Alan Hawkins, General Manager, software & security, Tarsus Distribution
COVID-19 has reshaped our workplaces and many companies are announcing that employees won’t be coming back to the office anytime soon. Large corporates with big technical resources have rapidly put together work-from-home (WFH) policies and systems aimed at securing business data and devices, but what about small-to-medium enterprises (SMEs)?
Here are three ways to shield your business:
- Safeguard devices and data
- Beware the family
- Train your team
1. Safeguard devices and data
Security suites from companies like Kaspersky, Check Point and Sophos generally come with a variety of important features, including antivirus firewall, antispam, and parental control tools. The more advanced suites typically include password management features, ransomware protection, and a virtual private network that will protect your internet connection by encrypting your information and hiding your online activity from cyber criminals.
Should an attack be successful, it is vital to be able to recover your data to ensure business continuity. A backup and recovery strategy should include off-site replication – to an external drive, corporate network, or to the cloud.
2. Beware the family
Just as many office employees are working from home, so too are cyber criminals and WFH has opened many doors for them. Globally and in South Africa cyber security firms have sounded the alarm on the massive spike in phishing and hacking attempts.
It’s important to educate your family about computer security. Discuss with your children why they should never download anything without parental permission or chat with people they do not know. Help them create complex passwords and remind them to change these regularly. We advise against letting family members use your business devices as this increases the risks to sensitive data.
3. Train your team
Employee behavior is a big threat to a business’s data security. Sophisticated phishing techniques, for example, may be difficult to recognise, even more so in WFH situations where there is less opportunity to seek advice.

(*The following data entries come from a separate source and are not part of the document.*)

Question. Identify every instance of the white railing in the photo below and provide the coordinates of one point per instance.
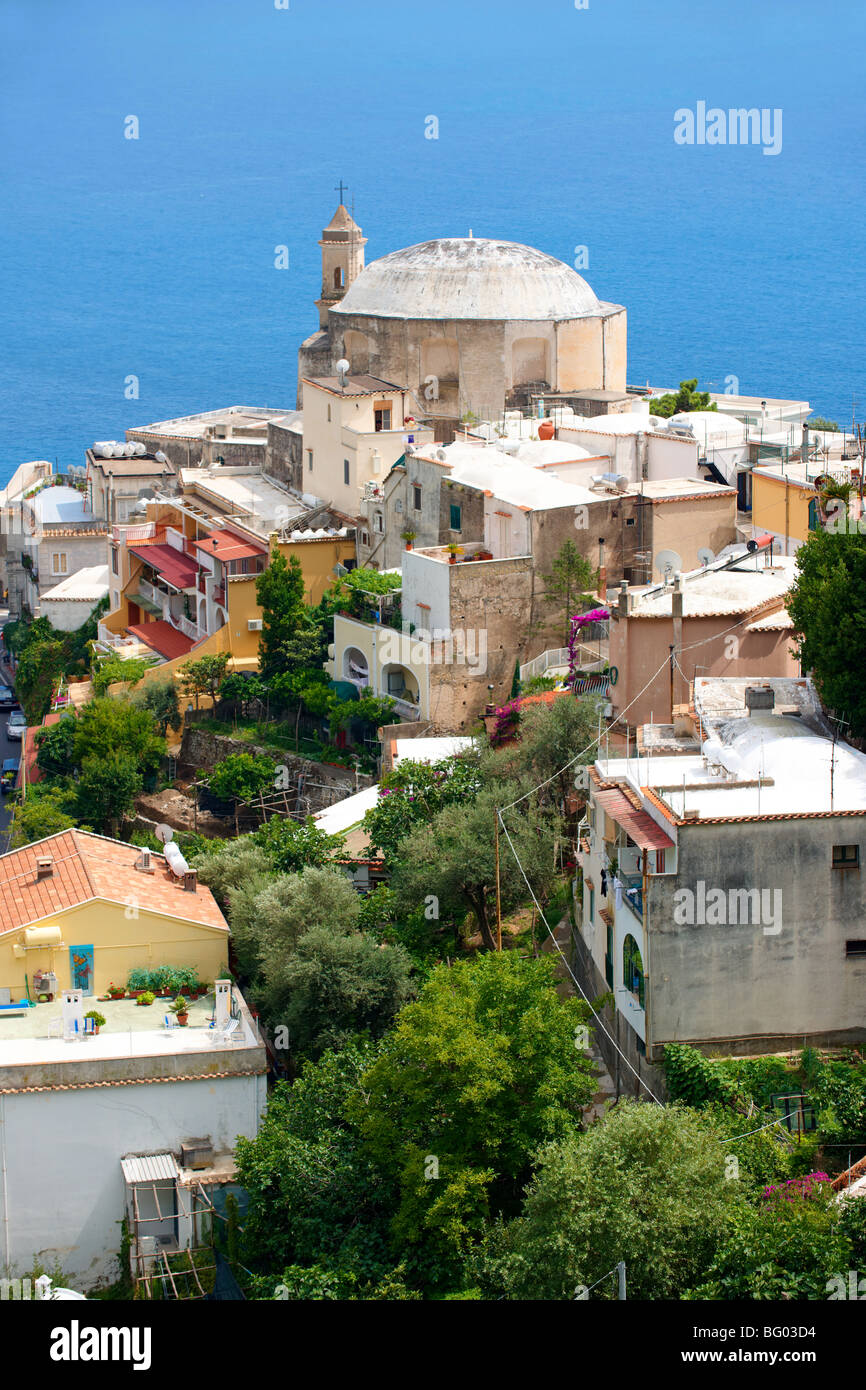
(553, 656)
(185, 626)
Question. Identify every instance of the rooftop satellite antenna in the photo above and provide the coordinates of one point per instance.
(667, 563)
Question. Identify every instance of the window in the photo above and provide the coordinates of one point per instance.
(633, 969)
(845, 856)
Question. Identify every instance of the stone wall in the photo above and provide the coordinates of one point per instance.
(284, 456)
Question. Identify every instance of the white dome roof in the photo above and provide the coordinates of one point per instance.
(463, 277)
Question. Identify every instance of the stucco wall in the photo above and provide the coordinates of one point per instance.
(64, 1201)
(740, 983)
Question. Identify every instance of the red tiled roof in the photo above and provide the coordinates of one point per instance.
(635, 823)
(173, 566)
(163, 638)
(230, 546)
(89, 866)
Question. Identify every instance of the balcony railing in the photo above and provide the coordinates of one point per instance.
(633, 893)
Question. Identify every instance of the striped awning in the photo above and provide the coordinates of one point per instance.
(637, 824)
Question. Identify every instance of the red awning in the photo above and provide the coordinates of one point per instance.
(173, 566)
(163, 638)
(637, 824)
(230, 546)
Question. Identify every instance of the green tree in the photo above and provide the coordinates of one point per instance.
(106, 790)
(413, 792)
(118, 670)
(280, 591)
(46, 811)
(687, 398)
(109, 724)
(205, 676)
(161, 699)
(647, 1184)
(570, 583)
(241, 777)
(338, 984)
(452, 858)
(292, 844)
(39, 669)
(478, 1072)
(54, 747)
(827, 606)
(316, 1198)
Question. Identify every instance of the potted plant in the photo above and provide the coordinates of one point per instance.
(181, 1009)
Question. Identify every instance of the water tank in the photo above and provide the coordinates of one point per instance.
(175, 859)
(42, 937)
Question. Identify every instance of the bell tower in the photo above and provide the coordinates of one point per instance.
(342, 259)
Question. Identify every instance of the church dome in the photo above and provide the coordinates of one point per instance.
(463, 277)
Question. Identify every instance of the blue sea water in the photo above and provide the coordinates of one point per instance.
(154, 257)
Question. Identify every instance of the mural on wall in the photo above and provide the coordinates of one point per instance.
(81, 968)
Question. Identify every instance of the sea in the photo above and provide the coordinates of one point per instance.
(167, 170)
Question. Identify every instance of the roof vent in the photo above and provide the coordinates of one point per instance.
(196, 1153)
(759, 697)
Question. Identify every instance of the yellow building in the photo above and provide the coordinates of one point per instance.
(786, 501)
(91, 909)
(185, 587)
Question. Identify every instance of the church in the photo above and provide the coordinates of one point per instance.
(467, 325)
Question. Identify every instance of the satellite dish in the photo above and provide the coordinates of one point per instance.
(667, 562)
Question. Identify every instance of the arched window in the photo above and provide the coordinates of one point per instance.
(633, 969)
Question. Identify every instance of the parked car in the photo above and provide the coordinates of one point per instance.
(15, 724)
(9, 774)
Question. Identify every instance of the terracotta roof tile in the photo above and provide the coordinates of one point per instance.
(86, 868)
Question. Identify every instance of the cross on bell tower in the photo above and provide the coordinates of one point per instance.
(342, 257)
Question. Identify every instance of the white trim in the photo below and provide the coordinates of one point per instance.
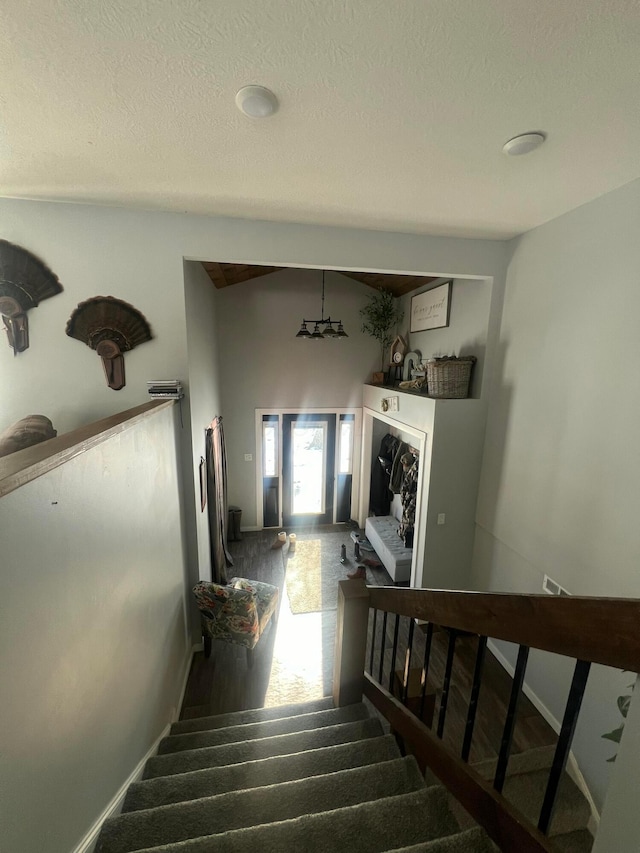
(114, 807)
(572, 765)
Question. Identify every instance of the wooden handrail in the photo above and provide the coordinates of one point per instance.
(25, 465)
(600, 630)
(501, 820)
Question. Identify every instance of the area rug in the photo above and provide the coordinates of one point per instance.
(314, 569)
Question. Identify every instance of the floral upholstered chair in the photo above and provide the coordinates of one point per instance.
(237, 613)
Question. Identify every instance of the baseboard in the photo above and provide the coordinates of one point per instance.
(573, 768)
(115, 806)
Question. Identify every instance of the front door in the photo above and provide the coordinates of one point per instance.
(308, 469)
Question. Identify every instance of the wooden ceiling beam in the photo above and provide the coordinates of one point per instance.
(226, 275)
(398, 285)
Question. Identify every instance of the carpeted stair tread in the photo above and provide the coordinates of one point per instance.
(267, 771)
(580, 841)
(253, 715)
(526, 792)
(262, 729)
(267, 804)
(371, 827)
(235, 753)
(470, 841)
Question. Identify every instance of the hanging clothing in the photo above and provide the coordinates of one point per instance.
(408, 496)
(217, 503)
(380, 496)
(397, 471)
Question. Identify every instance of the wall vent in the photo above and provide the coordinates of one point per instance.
(553, 587)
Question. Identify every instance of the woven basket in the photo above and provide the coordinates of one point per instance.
(448, 378)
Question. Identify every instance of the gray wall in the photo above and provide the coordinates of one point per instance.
(93, 639)
(139, 256)
(204, 388)
(264, 365)
(468, 329)
(559, 491)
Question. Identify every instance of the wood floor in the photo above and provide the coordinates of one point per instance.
(294, 663)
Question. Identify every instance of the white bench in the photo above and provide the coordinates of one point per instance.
(382, 532)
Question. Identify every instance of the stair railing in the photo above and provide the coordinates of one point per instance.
(590, 630)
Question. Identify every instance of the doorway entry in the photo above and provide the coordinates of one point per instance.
(306, 464)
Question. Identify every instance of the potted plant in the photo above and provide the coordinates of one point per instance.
(380, 317)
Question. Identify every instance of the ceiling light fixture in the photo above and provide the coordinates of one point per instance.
(523, 144)
(256, 101)
(328, 331)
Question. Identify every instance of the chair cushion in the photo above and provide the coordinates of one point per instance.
(238, 612)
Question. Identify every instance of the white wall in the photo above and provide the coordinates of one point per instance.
(93, 639)
(267, 366)
(559, 491)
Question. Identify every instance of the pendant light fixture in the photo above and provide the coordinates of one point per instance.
(328, 330)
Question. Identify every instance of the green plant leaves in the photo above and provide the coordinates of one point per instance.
(380, 316)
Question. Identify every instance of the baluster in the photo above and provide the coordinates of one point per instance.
(394, 652)
(473, 699)
(373, 641)
(425, 667)
(407, 662)
(571, 711)
(510, 722)
(382, 644)
(444, 699)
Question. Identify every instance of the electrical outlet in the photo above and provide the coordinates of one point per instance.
(553, 587)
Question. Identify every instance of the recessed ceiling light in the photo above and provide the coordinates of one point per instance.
(523, 144)
(256, 101)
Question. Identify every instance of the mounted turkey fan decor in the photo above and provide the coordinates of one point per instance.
(24, 282)
(110, 327)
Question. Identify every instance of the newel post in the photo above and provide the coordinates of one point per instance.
(351, 642)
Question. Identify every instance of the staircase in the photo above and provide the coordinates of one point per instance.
(303, 777)
(524, 788)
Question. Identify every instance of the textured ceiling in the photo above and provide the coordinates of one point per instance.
(392, 114)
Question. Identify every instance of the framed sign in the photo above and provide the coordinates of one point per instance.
(430, 310)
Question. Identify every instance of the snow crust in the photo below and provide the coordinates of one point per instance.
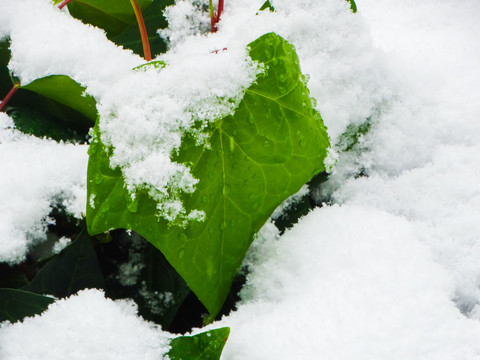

That’s why employees need appropriate training on basic cyber security principles and practices. Regardless of size, every business should have a cyber security policy in place, and make security the responsibility of every staff member.
Although it is almost impossible to monitor and block all attacks, multi-layered security is the best form of defense in the current threat landscape. Co-ordinated defenses that include software and end–user education have the best chance of stopping online criminals.